DETROIT — Detroit presented its first full road map for leaving bankruptcy Friday, outlining an elaborate plan to restructure $18 billion in debt, demolish thousands of blighted homes and invest in the broken-down infrastructure that has made the city a symbol of urban decay.
If approved by a judge, the wide-ranging proposal would sharply cut payments to some retirees and creditors. Pension holders could expect to get 70 percent to 90 percent of what they are owed; many banks would receive as little as 20 percent.
The plan, which is sure to be the subject of court challenges, envisions a leaner, cleaner and safer Motor City after its crushing financial burdens are lifted.

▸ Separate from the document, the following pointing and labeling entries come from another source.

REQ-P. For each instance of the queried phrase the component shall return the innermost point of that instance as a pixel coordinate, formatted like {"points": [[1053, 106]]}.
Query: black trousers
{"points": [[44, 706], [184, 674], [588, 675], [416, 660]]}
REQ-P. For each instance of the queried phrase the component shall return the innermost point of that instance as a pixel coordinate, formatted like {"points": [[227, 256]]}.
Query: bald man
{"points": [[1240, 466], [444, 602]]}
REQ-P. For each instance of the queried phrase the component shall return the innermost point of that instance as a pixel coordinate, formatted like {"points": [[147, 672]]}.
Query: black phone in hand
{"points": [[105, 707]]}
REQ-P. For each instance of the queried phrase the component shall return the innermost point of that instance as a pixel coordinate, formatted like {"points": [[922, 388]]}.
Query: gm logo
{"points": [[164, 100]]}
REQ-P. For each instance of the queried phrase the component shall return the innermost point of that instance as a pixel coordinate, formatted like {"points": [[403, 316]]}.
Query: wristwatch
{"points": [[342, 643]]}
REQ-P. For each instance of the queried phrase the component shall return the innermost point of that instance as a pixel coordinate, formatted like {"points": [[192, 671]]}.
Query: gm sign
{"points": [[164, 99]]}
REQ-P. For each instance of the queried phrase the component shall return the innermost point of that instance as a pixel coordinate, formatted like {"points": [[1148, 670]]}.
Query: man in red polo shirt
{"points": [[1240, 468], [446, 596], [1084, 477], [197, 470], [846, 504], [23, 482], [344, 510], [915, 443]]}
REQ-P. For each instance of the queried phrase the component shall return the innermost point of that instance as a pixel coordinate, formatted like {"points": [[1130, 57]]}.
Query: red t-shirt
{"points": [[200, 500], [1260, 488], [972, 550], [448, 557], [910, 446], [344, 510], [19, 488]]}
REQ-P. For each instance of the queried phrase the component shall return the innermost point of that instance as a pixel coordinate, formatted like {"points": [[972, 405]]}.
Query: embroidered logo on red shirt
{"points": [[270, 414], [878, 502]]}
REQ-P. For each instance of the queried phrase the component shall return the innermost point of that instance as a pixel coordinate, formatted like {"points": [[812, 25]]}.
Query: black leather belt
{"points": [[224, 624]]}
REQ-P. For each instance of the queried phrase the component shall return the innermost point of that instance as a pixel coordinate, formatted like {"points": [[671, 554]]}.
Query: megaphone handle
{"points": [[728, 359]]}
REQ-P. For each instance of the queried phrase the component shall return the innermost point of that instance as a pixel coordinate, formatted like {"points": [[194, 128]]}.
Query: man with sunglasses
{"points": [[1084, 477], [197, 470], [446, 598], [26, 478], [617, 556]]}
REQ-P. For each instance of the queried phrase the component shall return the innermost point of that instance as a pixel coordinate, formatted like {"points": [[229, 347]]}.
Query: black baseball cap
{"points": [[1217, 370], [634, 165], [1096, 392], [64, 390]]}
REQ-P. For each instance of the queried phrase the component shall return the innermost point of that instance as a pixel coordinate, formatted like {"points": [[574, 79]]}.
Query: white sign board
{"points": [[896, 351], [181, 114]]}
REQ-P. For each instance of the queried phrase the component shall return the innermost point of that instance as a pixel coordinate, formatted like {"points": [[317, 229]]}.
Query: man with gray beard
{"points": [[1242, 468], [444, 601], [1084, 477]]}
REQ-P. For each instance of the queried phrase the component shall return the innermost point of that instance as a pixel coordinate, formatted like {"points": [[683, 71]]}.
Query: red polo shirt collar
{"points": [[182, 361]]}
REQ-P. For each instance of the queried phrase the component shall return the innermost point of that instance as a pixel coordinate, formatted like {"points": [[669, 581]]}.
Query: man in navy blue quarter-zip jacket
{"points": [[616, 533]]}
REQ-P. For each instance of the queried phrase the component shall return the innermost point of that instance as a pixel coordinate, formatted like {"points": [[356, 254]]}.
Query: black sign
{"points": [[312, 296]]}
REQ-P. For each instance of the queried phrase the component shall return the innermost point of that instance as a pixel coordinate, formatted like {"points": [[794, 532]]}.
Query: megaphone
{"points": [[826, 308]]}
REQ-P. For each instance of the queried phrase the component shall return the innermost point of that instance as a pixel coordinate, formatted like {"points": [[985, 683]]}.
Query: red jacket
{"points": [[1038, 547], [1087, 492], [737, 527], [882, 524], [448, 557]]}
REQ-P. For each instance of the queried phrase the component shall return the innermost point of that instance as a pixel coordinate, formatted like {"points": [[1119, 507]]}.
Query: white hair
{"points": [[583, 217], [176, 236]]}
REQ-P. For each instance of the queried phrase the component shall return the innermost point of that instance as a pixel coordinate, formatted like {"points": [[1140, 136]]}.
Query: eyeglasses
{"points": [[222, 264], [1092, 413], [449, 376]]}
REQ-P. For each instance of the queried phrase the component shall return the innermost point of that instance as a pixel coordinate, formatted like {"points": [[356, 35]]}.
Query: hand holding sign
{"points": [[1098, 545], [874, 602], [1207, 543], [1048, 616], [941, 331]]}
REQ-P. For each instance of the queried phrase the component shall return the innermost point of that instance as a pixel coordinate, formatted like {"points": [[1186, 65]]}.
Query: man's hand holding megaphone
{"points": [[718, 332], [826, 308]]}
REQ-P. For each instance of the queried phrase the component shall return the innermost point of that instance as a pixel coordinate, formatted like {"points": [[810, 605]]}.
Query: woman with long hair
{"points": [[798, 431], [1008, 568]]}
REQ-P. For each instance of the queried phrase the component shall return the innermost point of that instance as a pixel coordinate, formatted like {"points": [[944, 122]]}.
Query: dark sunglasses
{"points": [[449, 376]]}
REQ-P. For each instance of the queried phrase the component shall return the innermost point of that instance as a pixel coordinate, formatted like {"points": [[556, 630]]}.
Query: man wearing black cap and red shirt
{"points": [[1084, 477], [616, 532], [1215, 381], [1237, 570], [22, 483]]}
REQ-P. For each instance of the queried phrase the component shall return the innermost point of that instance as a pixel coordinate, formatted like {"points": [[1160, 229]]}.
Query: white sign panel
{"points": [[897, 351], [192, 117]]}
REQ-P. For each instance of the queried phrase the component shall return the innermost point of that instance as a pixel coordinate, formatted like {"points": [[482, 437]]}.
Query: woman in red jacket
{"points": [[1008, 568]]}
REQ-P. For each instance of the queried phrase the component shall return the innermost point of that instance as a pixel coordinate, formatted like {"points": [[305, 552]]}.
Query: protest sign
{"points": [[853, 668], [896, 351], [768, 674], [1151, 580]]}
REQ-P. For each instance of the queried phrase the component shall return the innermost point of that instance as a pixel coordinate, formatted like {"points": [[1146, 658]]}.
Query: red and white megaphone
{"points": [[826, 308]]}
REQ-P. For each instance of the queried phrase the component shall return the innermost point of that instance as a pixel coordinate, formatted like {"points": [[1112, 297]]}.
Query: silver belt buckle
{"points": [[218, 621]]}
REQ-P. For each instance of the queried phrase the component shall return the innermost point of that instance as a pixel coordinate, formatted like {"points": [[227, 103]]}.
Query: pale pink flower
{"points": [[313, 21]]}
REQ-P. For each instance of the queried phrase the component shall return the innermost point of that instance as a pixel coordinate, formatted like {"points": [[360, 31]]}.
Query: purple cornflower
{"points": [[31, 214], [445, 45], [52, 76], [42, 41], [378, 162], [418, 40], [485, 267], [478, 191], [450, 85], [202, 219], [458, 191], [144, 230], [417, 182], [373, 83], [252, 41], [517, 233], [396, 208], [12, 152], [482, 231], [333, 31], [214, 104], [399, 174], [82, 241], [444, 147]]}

"There is still much work in front of all of us to continue the recovery from a decadeslong downward spiral," Kevyn Orr, the city's state-appointed emergency manager, said in a statement.
Gov. Rick Snyder called the plan "a critical step forward." But it leaves unanswered many questions, including whether creditors and labor unions will accept the deal or fight it, and how long that process might take.
Orr has said he would like the city to emerge from the nation's largest municipal bankruptcy by the fall, when his term is up.
Bankruptcy attorney and St. John's University law professor Anthony Sabino said the plan could spark an argument between city workers and retirees and police and firefighters.
The package calls for awarding police and fire retirees at least 90 percent of their pensions after eliminating cost-of-living allowances. Other retirees would receive at least 70 percent.
Orr "wants to have the firefighters and police have 90 percent and other city workers cut back to two-thirds," Sabino said Friday. "The other unions will say, 'Even if we're uneven, we should be closer.' It does create an inequity that is going to have to be addressed in court."
The city wants to spend $500 million to knock down up to 450 decaying, abandoned properties each week. Those buildings are Detroit's most visible eyesores and magnets for criminal activity.